I suspect that many offers for consultation come in to HN's top commenters and
many of the things they say get noticed above the sayings of the common pleb.
If you have a high amount of karma, I think it's definitely worth some money.

------
billpatrianakos
Hopefully you're not suggesting that it actually be worth money. That's
ridiculous. If you mean what if it worked like money that might be interesting
but I doubt it would be helpful.

What problem would that solve? How would that even be realistic the way you
describe? This doesn't make any sense at all and here's why:

If karma is worth money then where does the initial money come from? Does PG
give everyone 1500 to start like it's Monopoly? Do you put up the money
yourself?

Assuming you put up your own money it just isn't fair. The richest of us get
more influence and the poor get none. It'll actually work a lot like the real
US economy.

Then, if karma is worth money then wouldnt it make sense to be able to
withdraw it and use it in places other than HN? So what if you get people
hoarding karma then they withdraw it all and end up with one. Imagine some of
the very well respected people here suddenly having no karma at all because
they withdrew it and spend it on a new computer.

It's just not realistic and it defeats the whole purpose of karma. If it's
only good on HN then it isn't worth money. The way it works now is probably
the fairest way possible.
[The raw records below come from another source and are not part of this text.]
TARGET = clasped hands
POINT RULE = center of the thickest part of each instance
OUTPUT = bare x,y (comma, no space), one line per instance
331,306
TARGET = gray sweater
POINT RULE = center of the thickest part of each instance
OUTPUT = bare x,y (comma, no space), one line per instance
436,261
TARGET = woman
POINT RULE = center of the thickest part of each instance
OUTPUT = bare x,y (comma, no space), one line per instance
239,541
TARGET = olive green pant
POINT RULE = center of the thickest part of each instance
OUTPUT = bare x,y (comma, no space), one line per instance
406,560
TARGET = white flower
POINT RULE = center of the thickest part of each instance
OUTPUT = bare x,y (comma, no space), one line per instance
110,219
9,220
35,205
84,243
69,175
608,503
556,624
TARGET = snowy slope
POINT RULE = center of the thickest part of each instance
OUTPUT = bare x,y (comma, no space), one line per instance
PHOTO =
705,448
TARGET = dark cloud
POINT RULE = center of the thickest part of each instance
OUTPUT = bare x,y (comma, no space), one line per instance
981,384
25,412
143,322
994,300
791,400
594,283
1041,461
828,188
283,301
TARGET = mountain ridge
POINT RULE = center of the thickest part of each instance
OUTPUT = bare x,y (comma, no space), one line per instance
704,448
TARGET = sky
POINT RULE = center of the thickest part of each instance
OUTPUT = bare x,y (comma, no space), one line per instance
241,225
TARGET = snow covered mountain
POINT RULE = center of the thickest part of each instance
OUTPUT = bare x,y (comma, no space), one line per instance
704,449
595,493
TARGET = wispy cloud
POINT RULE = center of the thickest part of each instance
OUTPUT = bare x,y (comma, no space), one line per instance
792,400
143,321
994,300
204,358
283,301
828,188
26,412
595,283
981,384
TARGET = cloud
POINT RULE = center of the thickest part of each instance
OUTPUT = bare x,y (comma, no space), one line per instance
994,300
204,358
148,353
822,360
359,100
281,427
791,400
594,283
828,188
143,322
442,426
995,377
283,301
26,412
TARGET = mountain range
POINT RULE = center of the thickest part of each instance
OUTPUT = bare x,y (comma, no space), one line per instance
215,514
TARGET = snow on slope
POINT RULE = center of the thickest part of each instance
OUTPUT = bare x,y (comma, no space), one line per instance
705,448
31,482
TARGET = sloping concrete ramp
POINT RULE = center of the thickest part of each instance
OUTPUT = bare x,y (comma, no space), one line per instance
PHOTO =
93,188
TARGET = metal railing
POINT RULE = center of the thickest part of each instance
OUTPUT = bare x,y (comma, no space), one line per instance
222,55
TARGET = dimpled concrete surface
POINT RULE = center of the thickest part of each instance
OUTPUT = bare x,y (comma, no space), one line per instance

If karma is one measure of the quality of a user's
contributions and how much respect they have earned then making karma work
like money would totally undermine its value. Right now, karma is earned. In a
money scenario there are more chances to game the system and skew it both
positively and negatively for a user.

If you want to give someone money then check out their profile and see if you
can either donate to one of their projects through PayPal or Flattr or
something or you can just send an email and ask.